El hecho de que Rubén Rocha Moya haya solicitado licencia como gobernador de Sinaloa en medio de la crisis política desatada por las acusaciones de la justicia norteamericana, que lo relacionan con el crimen organizado, no mejoró la seguridad en Sinaloa, si no todo lo contrario, porque el último fin de semana (del 1 al 3 de mayo) se registraron 15 homicidios en la Entidad y balaceras en zonas concurridas de Culiacán.
Por cierto, la licencia solicitada por el alcalde de la capital de Sinaloa, Juan de Dios Gámez, tampoco tuvo un efecto positivo.
En este escenario, ayer se instaló en Sinaloa el gabinete de Seguridad del gobierno federal.
Hay que subrayar que todos estos hechos tienen relación indirecta con la crisis política. El problema de un Estado en una “batalla civil” entre dos grupos delincuenciales, tiene raíces más profundas.
Pero en el aspecto político hubo otros eventos que parecen extraños cuando la corriente de los hechos indica que el objetivo sería aplicarle la justicia a los dos funcionarios que solicitaron licencia.
• Se confirmó que el gobierno federal, por determinación propia, le proporcionará seguridad personal a Rubén Rocha Moya.
• La nueva titular de la Consejería Jurídica de la presidencia, Luisa María Alcalde, apareció en la rueda de prensa mañanera para explicar cuáles son las fallas en la solicitud del juzgado neoyorquino que solicitó la detención y extradición del gobernador con licencia, el alcalde con licencia, el senador Enrique Inzunza y otros siete funcionarios y exfuncionarios estatales.
Alcalde Luján se empeñó en un discurso de choque contra las exigencias estadounidenses y esa postura no mejora el escenario, sino todo lo contrario.
En tanto, la Fiscalía General de la República (FGR), responsable de investigar si efectivamente, todos los denunciados tienen o no la responsabilidad que se les imputa, no presentó novedades.
Precisamente, la dependencia que encabeza Ernestina Godoy es la que debe determinar si los acusados serán detenidos o no, y si se facilitará el proceso de extradición.
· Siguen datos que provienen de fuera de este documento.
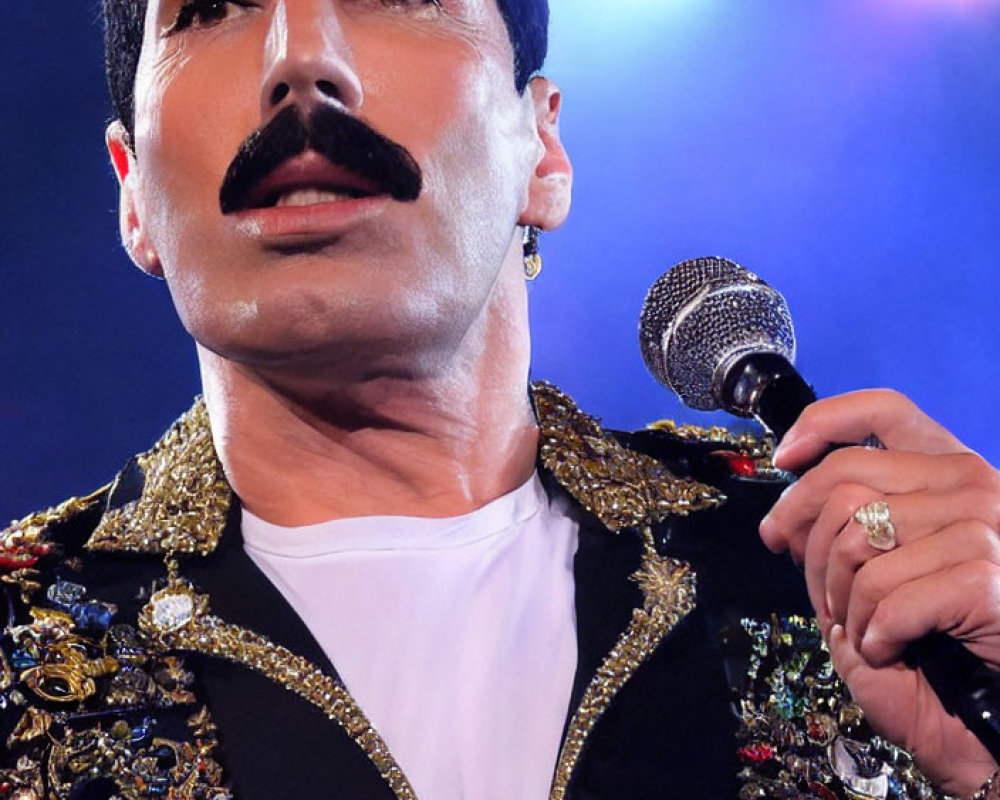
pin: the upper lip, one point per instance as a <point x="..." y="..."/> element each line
<point x="309" y="170"/>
Mientras no haya avances en el ámbito judicial, la crisis política (declaraciones, posturas, enfrentamientos mediáticos) pueden enrarecer aún más el ambiente y los ataques. Pueden, en suma, dificultarle a la presidenta Claudia Sheinbaum las tareas de seguridad y el proceso de renegociación del T-MEC, fundamental para el futuro económico inmediato del país; de hecho, el llamado Plan México depende también de esa renegociación del tratado.
Y falta todavía que el escenario general tienda a descomponerse más, si como lo adelantan medios de comunicación norteamericanos y funcionarios del gobierno de Donald Trump, el caso Rocha Moya es el primero de muchos.
Mención aparte, claro, merece la organización del proceso electoral 2027. Mientras tanto, en Sinaloa, con o sin gobernador, la violencia continúa.